When I was younger, there used to be a bunch of things I swore I would never do:
- Watch golf on TV (I used to get bored just playing it)
- Go to Vegas (Losing all my money isn’t my idea of a good time)
- Eat tofu (I’m a ‘meatatarian’)
- Join a Yoga class (Need I say more?)
A wise old person once said ‘Never say never’. Well, they’re 4 for 4!
So, here I am in comfortable clothing, attempting the ‘tree’ pose. God gave us 2 legs so that we’d use them – there is nothing natural about trying to stand perfectly still on one leg while focusing on your ‘Third Eye’ and deep breathing. You only get one of those things from this guy!
I realized that I’m so uncoordinated, even dead sober I’d probably fail one of those road-side sobriety tests…
Trees have roots. I have stubby toes. Not the same thing.
We do movements designed to align our chakras, but mostly I’m trying to not collapse a lung and pop a knee out of joint while simultaneously holding in a fart.
Oh, they even have exercises for that! It’s called a Mula Bandha or ‘root block’. I’m not going to describe it, but it works the muscles ‘down there’ to give you more strength. My guess is that they created this move after a tragic methane outbreak at a yoga retreat.
It’s all designed to be very calming while working your core, and sometimes it absolutely is. Sometimes though, the instructor will ask us to sit or stand in a certain position and reach out and grab our toes.
Another thing I recently discovered is that my toes are attached to unusually long legs. Like, freakishly long! My toes, as it turns out, are like the stars; I can see them, but there’s no way I can reach them! They’re just dangling out there…far, far out of reach.
We got tricked last week, where after a period of sitting with our legs crossed, holding our feet, the instructor had us do a breathing exercise where we held our nostril closed with our fingers….the same fingers that were just picking out our toe jam. Not cool!
So far, I’ve been to 5 sessions and I have some advice for any of you looking into torturing yourselves like I am:
- The thicker the mat, the better! Your butt will thank you.
- Clip your toenails (unless it gives you an advantage in trying to reach them).

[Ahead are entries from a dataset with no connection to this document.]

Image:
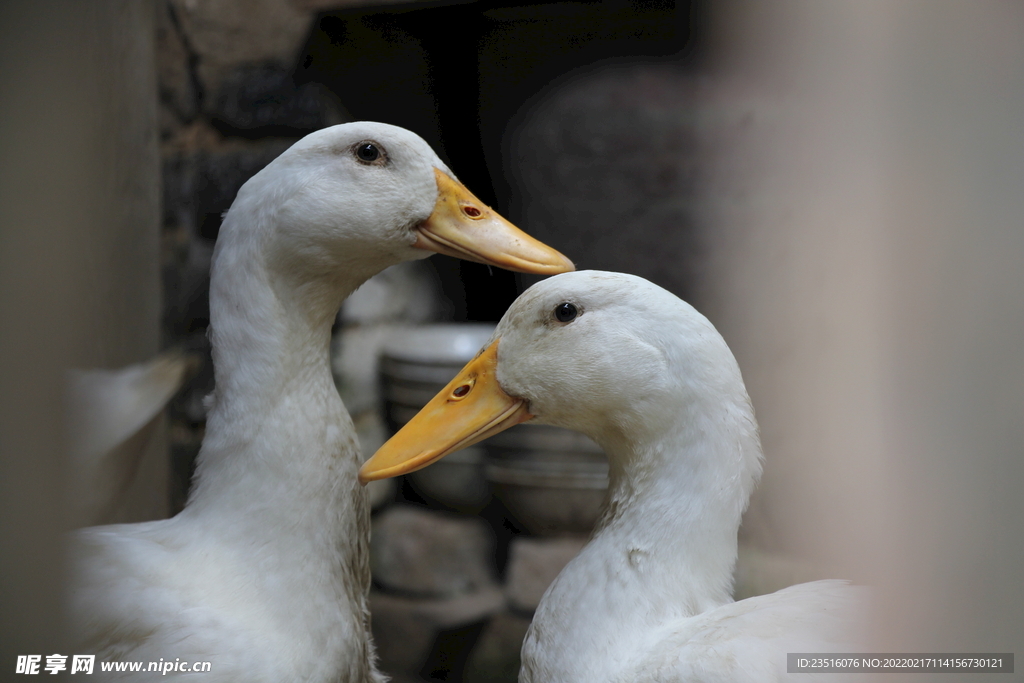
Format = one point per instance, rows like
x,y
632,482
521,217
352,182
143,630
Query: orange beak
x,y
470,409
463,226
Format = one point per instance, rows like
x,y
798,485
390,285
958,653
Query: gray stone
x,y
227,34
607,171
426,553
265,99
534,563
178,102
404,629
496,656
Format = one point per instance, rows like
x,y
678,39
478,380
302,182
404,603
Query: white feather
x,y
265,571
648,599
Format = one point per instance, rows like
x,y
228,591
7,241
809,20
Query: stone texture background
x,y
240,82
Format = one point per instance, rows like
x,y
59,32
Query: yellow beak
x,y
463,226
470,409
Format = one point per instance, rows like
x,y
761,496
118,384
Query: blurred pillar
x,y
869,240
79,268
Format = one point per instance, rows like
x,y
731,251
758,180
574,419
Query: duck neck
x,y
674,507
276,431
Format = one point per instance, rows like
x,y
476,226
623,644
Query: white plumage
x,y
648,598
265,572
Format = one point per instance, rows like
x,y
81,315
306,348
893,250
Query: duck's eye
x,y
565,312
367,153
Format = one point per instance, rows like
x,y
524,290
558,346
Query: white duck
x,y
264,573
652,382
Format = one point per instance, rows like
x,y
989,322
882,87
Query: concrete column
x,y
869,230
79,268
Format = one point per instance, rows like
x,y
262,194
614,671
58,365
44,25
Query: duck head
x,y
364,196
607,354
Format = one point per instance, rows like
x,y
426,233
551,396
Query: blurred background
x,y
838,186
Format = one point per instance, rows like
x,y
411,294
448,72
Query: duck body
x,y
648,378
265,572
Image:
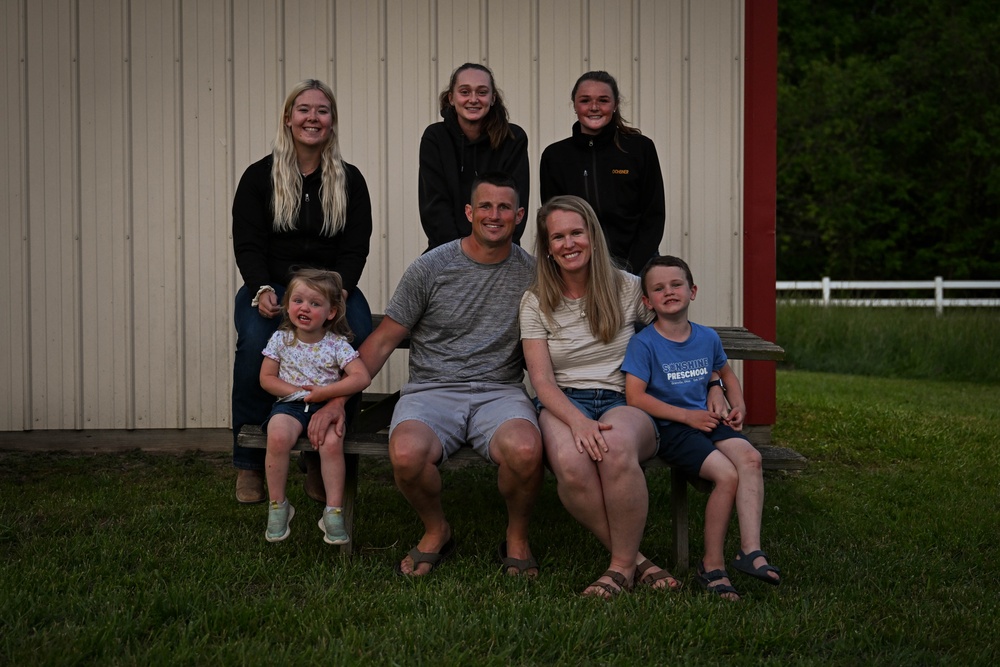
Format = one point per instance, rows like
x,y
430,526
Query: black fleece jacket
x,y
623,185
267,257
449,163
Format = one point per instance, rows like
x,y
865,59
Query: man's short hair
x,y
497,179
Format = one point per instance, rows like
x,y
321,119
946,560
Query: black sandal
x,y
744,563
706,579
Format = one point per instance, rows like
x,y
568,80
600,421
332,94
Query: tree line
x,y
888,139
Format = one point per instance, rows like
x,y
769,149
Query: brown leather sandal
x,y
673,584
619,579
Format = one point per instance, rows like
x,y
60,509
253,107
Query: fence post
x,y
939,295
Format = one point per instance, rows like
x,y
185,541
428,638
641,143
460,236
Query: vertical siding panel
x,y
714,121
657,103
412,86
257,96
510,58
105,342
459,35
362,59
307,40
53,260
561,60
157,226
610,40
15,379
205,245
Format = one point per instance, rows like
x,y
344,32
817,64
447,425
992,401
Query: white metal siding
x,y
127,124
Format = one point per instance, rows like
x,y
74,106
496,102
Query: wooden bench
x,y
368,436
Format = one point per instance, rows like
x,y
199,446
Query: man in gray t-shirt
x,y
459,304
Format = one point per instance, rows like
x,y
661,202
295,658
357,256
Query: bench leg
x,y
350,491
678,510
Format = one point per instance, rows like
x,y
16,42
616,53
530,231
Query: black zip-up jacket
x,y
623,185
267,257
449,163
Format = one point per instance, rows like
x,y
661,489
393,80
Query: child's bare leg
x,y
750,494
282,432
331,458
720,470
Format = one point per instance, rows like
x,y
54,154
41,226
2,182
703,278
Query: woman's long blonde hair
x,y
602,303
287,180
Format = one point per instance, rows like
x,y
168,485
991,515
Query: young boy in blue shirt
x,y
668,366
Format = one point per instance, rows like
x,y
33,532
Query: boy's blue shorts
x,y
685,447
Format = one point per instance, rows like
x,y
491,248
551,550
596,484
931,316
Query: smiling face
x,y
308,311
668,292
472,96
595,104
569,242
310,120
494,215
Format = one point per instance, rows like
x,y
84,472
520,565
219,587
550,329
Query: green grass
x,y
962,344
888,542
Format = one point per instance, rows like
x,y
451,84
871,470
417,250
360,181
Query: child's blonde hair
x,y
331,286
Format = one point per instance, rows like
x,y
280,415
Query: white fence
x,y
938,285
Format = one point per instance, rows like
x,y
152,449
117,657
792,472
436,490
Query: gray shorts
x,y
463,413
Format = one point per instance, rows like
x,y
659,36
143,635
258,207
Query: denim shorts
x,y
595,402
300,410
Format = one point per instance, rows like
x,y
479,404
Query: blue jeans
x,y
251,404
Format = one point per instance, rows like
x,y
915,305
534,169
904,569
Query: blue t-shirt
x,y
676,373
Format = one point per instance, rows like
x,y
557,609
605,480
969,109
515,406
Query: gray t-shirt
x,y
462,315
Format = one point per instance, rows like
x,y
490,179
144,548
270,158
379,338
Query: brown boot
x,y
250,487
315,488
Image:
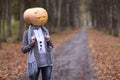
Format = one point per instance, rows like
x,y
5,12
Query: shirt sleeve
x,y
25,45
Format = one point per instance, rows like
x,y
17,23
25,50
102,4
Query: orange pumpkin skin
x,y
35,16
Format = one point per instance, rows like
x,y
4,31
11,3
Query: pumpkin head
x,y
35,16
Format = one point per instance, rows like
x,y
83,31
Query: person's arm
x,y
25,45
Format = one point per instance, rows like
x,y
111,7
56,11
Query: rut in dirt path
x,y
72,60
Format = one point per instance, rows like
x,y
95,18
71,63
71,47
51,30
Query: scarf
x,y
31,62
32,67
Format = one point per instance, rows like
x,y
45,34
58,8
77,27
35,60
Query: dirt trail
x,y
72,60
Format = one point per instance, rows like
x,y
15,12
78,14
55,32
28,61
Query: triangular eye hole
x,y
35,12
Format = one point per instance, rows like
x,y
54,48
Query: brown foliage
x,y
105,52
13,61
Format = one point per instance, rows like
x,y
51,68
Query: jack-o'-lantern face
x,y
36,16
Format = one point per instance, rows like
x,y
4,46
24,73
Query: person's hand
x,y
47,38
33,38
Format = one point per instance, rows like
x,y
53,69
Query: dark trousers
x,y
46,73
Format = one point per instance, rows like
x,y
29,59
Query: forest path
x,y
72,60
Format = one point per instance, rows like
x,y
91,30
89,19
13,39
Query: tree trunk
x,y
21,27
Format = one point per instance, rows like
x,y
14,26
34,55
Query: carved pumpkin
x,y
35,16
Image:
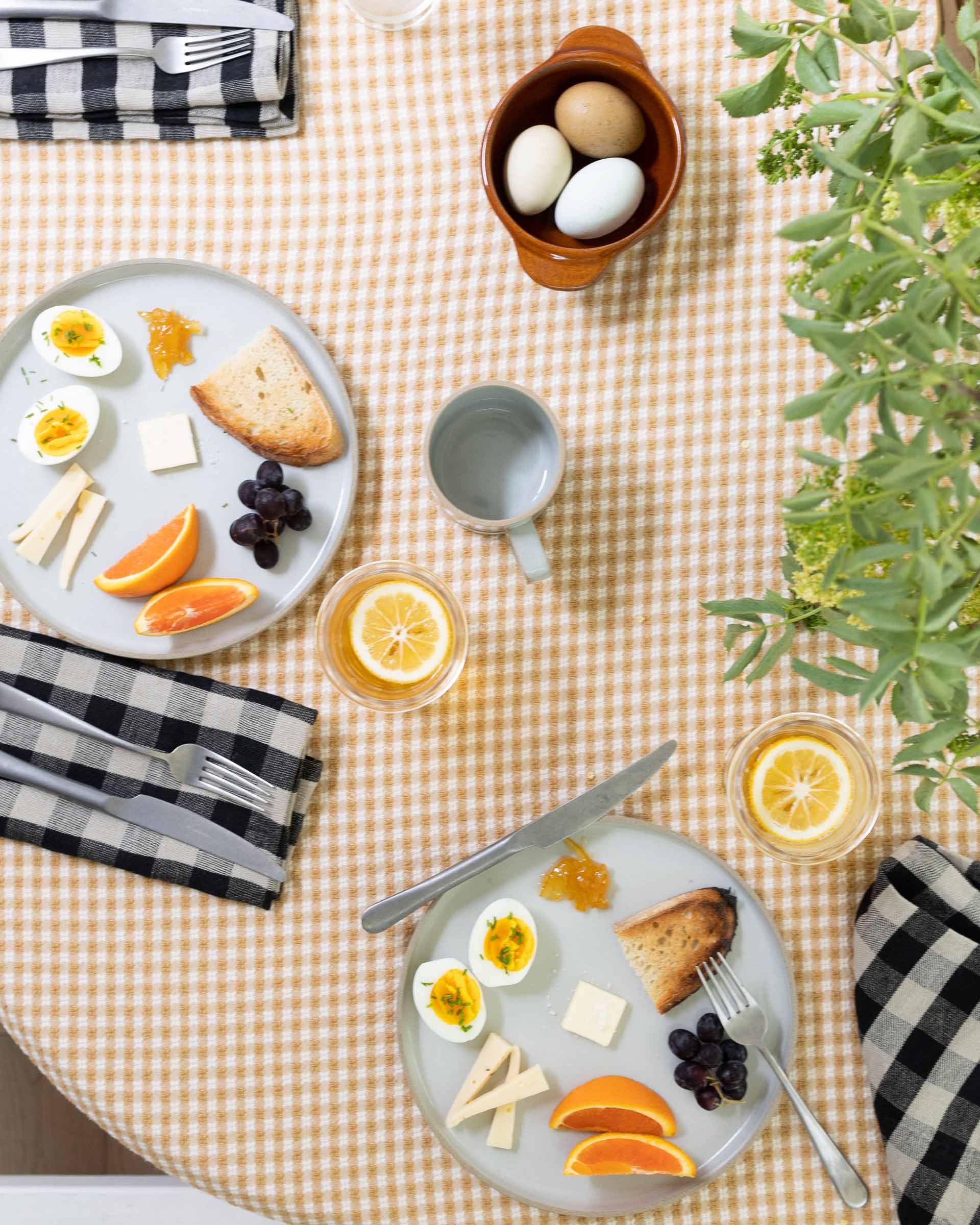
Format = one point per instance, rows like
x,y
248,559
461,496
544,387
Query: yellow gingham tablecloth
x,y
233,1048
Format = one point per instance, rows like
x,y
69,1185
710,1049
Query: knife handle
x,y
34,776
391,911
66,10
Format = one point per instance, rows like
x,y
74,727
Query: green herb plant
x,y
884,547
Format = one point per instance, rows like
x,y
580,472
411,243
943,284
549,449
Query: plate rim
x,y
683,1192
345,510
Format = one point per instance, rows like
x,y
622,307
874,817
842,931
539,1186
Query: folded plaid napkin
x,y
162,709
917,963
107,100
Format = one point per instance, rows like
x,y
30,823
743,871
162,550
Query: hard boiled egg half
x,y
59,426
449,1000
503,944
77,341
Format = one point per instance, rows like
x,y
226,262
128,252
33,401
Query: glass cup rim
x,y
457,618
737,806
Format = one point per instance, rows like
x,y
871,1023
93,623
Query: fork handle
x,y
15,701
842,1174
28,57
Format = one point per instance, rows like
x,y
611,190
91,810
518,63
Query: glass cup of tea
x,y
391,14
804,788
391,636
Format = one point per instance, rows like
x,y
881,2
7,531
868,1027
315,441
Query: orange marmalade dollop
x,y
169,334
577,877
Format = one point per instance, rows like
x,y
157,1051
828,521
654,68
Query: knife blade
x,y
553,827
149,813
236,14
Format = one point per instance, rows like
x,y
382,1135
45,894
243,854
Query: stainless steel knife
x,y
238,14
149,813
562,822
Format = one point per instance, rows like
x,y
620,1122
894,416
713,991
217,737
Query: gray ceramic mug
x,y
494,457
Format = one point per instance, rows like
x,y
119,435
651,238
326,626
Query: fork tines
x,y
207,47
724,990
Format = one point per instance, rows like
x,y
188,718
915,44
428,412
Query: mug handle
x,y
527,548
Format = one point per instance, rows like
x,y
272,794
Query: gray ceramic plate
x,y
647,865
232,311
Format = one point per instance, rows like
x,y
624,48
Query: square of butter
x,y
593,1014
168,443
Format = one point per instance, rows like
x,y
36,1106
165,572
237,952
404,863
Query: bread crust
x,y
708,914
302,449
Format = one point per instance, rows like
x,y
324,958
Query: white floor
x,y
113,1201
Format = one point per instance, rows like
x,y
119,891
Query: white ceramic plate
x,y
232,311
647,864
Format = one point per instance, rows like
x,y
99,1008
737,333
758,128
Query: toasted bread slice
x,y
666,944
266,397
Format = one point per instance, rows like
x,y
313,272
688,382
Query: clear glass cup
x,y
341,665
865,799
391,14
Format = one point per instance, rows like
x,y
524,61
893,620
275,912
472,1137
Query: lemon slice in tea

- Stay at the back of the class, mostly hidden from the instructor.
- Set up near something you can lean against (see ‘Tree pose’ above).
- Wear underwear. Don’t ask.
- Wash your feet before going.
- Don’t have cabbage for lunch.
Hopefully these handy tips will guide you to a deeper place within your soul…or confirm that the best yoga pose of ’em all is the ‘corpse pose’.